Which begs the question: how many people actually bet on election outcomes in the UK? I haven't been able to find any hard data, but marketing campaigns by the big gambling chains suggest that they actually expect to make some money off those bets. As an American, this seems kind of odd to me: gambling is really not a huge part of American life, and is usually limited to the more conventional bets and games. But here in the UK, it's hard to walk more than a couple blocks on any commercial street without passing a betting parlor or two, and many of the bets advertised in the window are pretty exotic.

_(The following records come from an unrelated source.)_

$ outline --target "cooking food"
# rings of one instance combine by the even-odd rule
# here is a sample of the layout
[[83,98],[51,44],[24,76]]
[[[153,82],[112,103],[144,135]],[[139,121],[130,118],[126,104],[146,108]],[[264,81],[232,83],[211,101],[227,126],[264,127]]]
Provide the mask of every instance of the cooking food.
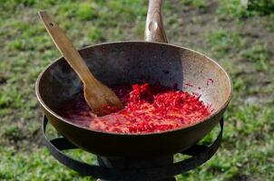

Stranger still is the use of published gambling odds in political advertising. Nana spotted a sign touting a Liberal Democrat candidate's odds as a come-on to potential voters: Labour, it seems, has been claiming that Lib Dem candidates can't win and any vote for a Lib Dem candidate is as good as a vote for a Tory (American third-party supporters will recognize this argument), so the Lib Dems have been very vocal when bookmakers have given them good odds of success.
An interesting bit of bandwagon propaganda . . . but could you imagine an American politician doing the same thing?